第2談
「ねえ、ケイ」
「なんだ」
「私って儚げ美少女じゃない?」
平ノ宮スイは屋上の机を縦に二つ並べて、その上に寝そべりながら、またくだらないことを言い出した。
「どんな前提だ」
「で、私思うのよね」
「なんだ」
「もしかして、『余命が残り僅かなんじゃ』って」
「…理由を聞いてもいいか?」
「だって、こんなにも儚いのよ。罪な女どころじゃないわ。きっととんでもない業が無ければ、世の理に反してるわ」
「なるほど」
「ケイはどう思う?」
あの日以来、俺は屋上の掃除をしながら、こうしてこの女の話を聞いている。
なぜこの女がここに居るのかは、俺もわからない。
「ねえ、聞いてる?」
「聞いてなかった」
「だから、私は余命宣告されてもおかしくないって話よ」
スイは右手で額を隠し、ため息をつく。
「困ったものだわ。神もミスはするのね。
私ったら、義務感に刈られて今にも屋上から身を投げ出しそうだわ。」
「…それよりさ、手伝ってくれない?」
「手伝うって何を手伝うの?」
「屋上の掃除」
「沢井先生に頼まれたのは貴方よ。私は関与してはいけない。だからこうして見ているでしょ」
「お前が言わなきゃバレないだろ」
「お前…?」
「あ、いや平ノ宮。平ノ宮」
補足。平ノ宮は『お前』と言われるのが嫌いらしい。
そして現状パンツが見えそうだ。
「、今日、修学旅行の班決めがあったのよ」
「そうだな」
閑話休題と言うやつだ。
またくだらないことを言い出した。
俺は相槌だけして掃除をし続ける。
「でね。私って、美少じゃない?
だから、すぐに班は決まったのよ」
「うん、」
「それでね。あ、6人班なんだけれど、一人足りなかったのよ。でもまあ少なくてもいいとは言っていたから、特に気にしてはいなかったわ。

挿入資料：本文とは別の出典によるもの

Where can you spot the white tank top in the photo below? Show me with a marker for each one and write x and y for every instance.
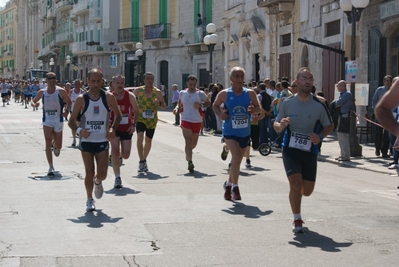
(95, 118)
(52, 106)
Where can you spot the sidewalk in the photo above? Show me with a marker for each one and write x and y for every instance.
(329, 151)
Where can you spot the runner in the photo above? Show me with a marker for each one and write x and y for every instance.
(53, 99)
(239, 102)
(149, 98)
(93, 106)
(191, 101)
(122, 143)
(302, 117)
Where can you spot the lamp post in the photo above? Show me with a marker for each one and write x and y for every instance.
(51, 64)
(68, 62)
(353, 9)
(210, 40)
(139, 53)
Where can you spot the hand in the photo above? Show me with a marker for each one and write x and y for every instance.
(314, 138)
(285, 122)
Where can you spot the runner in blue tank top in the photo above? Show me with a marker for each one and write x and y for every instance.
(238, 103)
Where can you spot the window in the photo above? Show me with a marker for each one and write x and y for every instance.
(333, 28)
(285, 40)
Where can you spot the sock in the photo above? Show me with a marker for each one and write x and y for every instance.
(297, 217)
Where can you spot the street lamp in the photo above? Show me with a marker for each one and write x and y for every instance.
(139, 53)
(353, 9)
(210, 40)
(68, 62)
(51, 64)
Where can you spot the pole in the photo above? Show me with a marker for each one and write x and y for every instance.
(211, 63)
(355, 148)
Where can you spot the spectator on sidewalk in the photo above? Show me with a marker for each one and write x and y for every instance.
(343, 104)
(381, 140)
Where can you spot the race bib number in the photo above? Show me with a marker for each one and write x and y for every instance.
(239, 122)
(51, 113)
(125, 119)
(95, 126)
(300, 141)
(148, 114)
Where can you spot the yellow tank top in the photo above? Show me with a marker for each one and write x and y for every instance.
(148, 111)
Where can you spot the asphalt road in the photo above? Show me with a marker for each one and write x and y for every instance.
(169, 217)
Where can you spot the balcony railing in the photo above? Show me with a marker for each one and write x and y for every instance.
(130, 35)
(157, 31)
(95, 13)
(81, 7)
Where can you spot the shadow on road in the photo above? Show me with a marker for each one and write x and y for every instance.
(248, 211)
(124, 191)
(95, 219)
(314, 239)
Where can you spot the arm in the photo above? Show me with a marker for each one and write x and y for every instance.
(159, 101)
(220, 98)
(35, 102)
(384, 108)
(112, 104)
(135, 111)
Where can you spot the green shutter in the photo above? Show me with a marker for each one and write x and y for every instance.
(163, 11)
(208, 11)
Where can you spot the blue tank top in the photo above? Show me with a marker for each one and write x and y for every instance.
(238, 123)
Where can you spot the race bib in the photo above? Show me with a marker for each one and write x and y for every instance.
(125, 119)
(51, 113)
(300, 141)
(95, 126)
(148, 114)
(239, 122)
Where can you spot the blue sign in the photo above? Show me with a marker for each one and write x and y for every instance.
(113, 61)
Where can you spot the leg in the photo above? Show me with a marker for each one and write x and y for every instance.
(48, 137)
(102, 165)
(88, 160)
(237, 154)
(115, 155)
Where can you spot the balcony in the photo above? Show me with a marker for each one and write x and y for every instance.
(277, 5)
(51, 13)
(128, 35)
(95, 14)
(160, 31)
(64, 38)
(64, 5)
(82, 7)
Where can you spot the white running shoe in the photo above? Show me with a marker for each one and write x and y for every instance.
(90, 205)
(118, 182)
(50, 171)
(98, 189)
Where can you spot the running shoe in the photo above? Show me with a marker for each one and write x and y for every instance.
(141, 166)
(235, 193)
(297, 226)
(227, 191)
(98, 189)
(190, 166)
(55, 150)
(90, 205)
(224, 153)
(50, 171)
(248, 163)
(118, 182)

けれど、他のグループで7人になっちゃって、その子たちはジャンケンで負けた子がこっちに来なければいけない。みたいなことになったのよ」
平ノ宮は寝そべりつつ足を組み替える。
パンツが見えそうだ。
「でね。本題はこれからよ。じゃんけんで負けたその子が、負けた瞬間にこう言ったのよ。」
「なんだ」
「『くそぉぉ!!』……って」
俺が沈黙していると、続けて話しかけてくる。
「どう思う?」
「…まあ、失礼な話ではあるが、特段仲の良くない人と修学旅行ってのも、まあ些か共感できるな。ましてや本物のナルシストともなれば」
「何か言った?」
「いやなんでも。」
「でね。私は思ったのよ」
俺は『何を思ったの?』など聞かない。
パンツが見えそう。
「『いや、私と同じ班になれて、嬉しいだろうがッ』ってね」
「…なるほど」
「あと、さっきからスカートの中を覗こうとしないでもらえる?
非常に不愉快だわ」
「見てるわけないだろ」
「はあ、死にたいわ。」
屋上にいる儚げ美少女は今日も死にたがっている。